Besides its edict requiring most employers post an 11" x 17" notice of employee rights under the National Labor Relations Act, the Board continues to take other actions that should be watched closely. Its challenges to policies regarding employee use of social media sites (such as Facebook) have drawn considerable attention. The Board remains poised to question any policy that it believes intrudes upon employees' rights to communicate about workplace issues, whether or not those communications impugn their employer and are posted publicly.

Also, as we reported in a September Labor Alert, the Board recently issued another string of decisions making it easier for unions to organize or remain in place. With unions desperate to attract new members, and healthcare representing such a significant and inviting segment of the economy, expect to see more organizing activity, through traditional and especially corporate campaigns.

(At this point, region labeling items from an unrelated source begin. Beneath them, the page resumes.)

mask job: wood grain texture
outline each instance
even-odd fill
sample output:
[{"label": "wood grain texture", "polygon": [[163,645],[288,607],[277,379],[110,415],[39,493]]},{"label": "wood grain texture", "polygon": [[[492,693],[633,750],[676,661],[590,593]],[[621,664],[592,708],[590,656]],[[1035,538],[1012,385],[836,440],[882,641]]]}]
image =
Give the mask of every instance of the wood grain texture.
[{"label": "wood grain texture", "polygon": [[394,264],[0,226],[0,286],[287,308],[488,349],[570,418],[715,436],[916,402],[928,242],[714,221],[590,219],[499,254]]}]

It's important for supervisors and employees to know the hospital's position regarding unionization. Supervisors must also understand their responsibility for maintaining an environment where employee concerns are addressed in a fair and timely manner. Employees need to understand the importance of protecting their signatures, because card signing is such a critical part of the organizing process and organizers' tactics are often less than above-board. In an environment where unions are desperately seeking more members and the Board is decidedly pro-labor, healthcare organizations must remain prepared for organizing attempts and carefully follow new developments.

Conclusion

Facing more cost-containment efforts, shrinking reimbursement and ever-increasing regulation, healthcare employers may find it difficult to also manage risks associated with employment litigation. Though these risks are substantial, they are also manageable, especially if you are prepared to deal with significant trends such as those discussed above.